Writer's picture: Buffett Online SchoolBuffett Online School

Updated: Oct 2, 2024

Whats His Strategy?


 

Warren Buffett, one of the world’s greatest investors, has built a $312 billion empire at Berkshire Hathaway.




What’s really fascinating? Over half of that massive portfolio is invested in just three companies. Yes, you heard that right—three. Let’s dive into why Buffett is so confident in these stocks and why you might want to consider them for your own portfolio.


1. Apple (29% of the Portfolio)



Apple is more than just a tech company; it’s a brand that millions of people around the world are loyal to. From iPhones to iPads, Apple’s products have become an essential part of our daily lives.


But here’s what makes Apple truly special: its ecosystem. Apple has built a network of hardware, software, and services that keep customers coming back for more. This means consistent revenue and long-term growth.


Buffett spotted this potential back in 2016, pouring $37 billion into Apple. Since then, the stock has skyrocketed. Recently, Buffett reduced the position over the past three quarters, including a significant sale of nearly half of Berkshire's remaining stake in the second quarter. Despite this, Apple continues to be Berkshire's largest equity holding by a wide margin, and Buffett anticipates it will remain the top position in the portfolio for the foreseeable future.


Plus, Apple is sitting on a mountain of cash and regularly buys back its own shares. This not only boosts the stock’s value but also increases earnings per share. It’s like owning a piece of a money-making machine that never stops.


2. American Express (12% of the Portfolio)



American Express isn’t just another credit card company—it’s a financial powerhouse. Buffett has held onto Amex stock since the 1990s, and for good reason. Amex controls both the card issuance and the payment network, which means it captures a larger share of the profits from each transaction.


But here’s what makes Amex truly stand out: its ability to attract high-value, high-income customers. These are people who spend more, pay their bills on time, and stick with Amex for the long haul.
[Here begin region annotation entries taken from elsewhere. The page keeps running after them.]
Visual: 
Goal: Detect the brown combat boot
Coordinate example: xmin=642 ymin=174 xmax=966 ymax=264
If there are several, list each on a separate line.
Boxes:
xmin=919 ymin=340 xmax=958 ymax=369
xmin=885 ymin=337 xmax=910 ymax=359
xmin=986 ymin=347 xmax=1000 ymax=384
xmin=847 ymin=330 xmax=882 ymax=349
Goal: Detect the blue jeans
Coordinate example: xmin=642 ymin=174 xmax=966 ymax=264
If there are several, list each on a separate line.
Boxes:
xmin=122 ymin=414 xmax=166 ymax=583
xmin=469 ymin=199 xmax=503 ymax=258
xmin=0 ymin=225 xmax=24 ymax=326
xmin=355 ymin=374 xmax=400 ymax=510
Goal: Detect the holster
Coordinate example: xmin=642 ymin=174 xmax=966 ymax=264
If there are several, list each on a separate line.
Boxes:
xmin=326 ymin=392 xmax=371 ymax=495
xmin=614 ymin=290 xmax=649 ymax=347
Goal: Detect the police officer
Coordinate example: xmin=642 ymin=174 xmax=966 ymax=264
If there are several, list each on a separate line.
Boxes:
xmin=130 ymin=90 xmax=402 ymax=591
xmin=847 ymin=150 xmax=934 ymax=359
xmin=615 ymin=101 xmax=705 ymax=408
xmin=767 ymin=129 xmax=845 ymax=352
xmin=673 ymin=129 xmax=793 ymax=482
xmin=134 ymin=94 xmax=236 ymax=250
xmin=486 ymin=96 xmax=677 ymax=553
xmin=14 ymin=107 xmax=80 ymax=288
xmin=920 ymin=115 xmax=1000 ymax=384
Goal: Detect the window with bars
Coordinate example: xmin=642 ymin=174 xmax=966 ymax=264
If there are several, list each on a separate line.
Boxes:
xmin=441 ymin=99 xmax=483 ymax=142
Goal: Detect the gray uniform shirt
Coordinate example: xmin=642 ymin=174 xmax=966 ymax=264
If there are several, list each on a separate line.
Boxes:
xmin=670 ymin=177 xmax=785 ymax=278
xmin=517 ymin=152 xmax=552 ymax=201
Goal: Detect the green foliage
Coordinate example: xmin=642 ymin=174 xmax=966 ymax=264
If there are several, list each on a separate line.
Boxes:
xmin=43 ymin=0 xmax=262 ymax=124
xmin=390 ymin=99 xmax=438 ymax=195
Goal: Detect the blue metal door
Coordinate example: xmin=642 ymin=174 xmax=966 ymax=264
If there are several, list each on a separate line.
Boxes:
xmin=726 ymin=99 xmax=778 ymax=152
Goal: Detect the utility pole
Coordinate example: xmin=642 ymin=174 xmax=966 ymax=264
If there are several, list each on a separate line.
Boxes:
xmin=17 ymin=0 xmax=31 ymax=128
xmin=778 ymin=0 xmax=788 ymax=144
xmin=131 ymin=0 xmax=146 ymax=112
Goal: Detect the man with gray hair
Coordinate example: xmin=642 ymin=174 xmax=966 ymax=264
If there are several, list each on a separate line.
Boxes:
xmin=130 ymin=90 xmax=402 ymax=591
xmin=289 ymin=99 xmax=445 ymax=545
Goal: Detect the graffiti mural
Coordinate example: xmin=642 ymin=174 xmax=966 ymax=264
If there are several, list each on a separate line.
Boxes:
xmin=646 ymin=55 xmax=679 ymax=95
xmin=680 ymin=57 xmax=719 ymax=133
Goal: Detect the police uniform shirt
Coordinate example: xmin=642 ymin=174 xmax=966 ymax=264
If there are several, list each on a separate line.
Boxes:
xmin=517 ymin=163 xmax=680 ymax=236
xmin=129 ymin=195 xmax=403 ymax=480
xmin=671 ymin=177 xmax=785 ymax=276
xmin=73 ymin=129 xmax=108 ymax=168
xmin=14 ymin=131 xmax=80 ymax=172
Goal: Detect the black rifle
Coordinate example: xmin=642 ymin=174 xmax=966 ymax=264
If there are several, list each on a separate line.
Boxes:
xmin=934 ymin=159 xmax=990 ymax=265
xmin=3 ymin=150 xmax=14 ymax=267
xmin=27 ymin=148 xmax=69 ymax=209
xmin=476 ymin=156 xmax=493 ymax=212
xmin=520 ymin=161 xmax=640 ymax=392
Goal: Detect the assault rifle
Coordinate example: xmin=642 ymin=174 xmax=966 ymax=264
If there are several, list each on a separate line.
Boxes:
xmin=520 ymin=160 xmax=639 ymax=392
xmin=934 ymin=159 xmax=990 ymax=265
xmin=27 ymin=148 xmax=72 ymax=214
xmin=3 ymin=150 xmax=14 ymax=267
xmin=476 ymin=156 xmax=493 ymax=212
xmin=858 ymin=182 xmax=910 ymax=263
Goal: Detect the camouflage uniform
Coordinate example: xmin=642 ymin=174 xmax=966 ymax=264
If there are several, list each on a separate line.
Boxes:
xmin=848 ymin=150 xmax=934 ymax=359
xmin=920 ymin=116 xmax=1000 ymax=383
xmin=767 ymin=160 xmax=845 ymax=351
This has allowed Amex to weather economic downturns better than most of its competitors.


What’s more, Amex has started offering new services, like allowing customers to carry a balance on their cards. This has opened up new revenue streams, with net interest income growing by 20% year over year. The company is also expanding globally, particularly in markets where it has lagged behind competitors, further enhancing its growth potential.


3. Bank of America (11.6% of the Portfolio)



Bank of America might not be as flashy as Apple or Amex, but it’s a solid performer in Buffett’s portfolio. Back in 2011, when the bank was struggling, Buffett saw an opportunity. He invested $5 billion, receiving preferred shares and warrants to buy 700 million shares of common stock at a bargain price. That investment has paid off handsomely.


Despite recent challenges, like rising interest rates, Bank of America is poised for a comeback. The bank has a strong balance sheet and is well-positioned to benefit as interest rates stabilize. Even though Buffett trimmed his position slightly, the fact that he still holds a significant stake shows his confidence in the bank’s future.


Bank of America’s current price reflects its potential for long-term growth, making it an attractive option for investors looking for stability in their portfolios.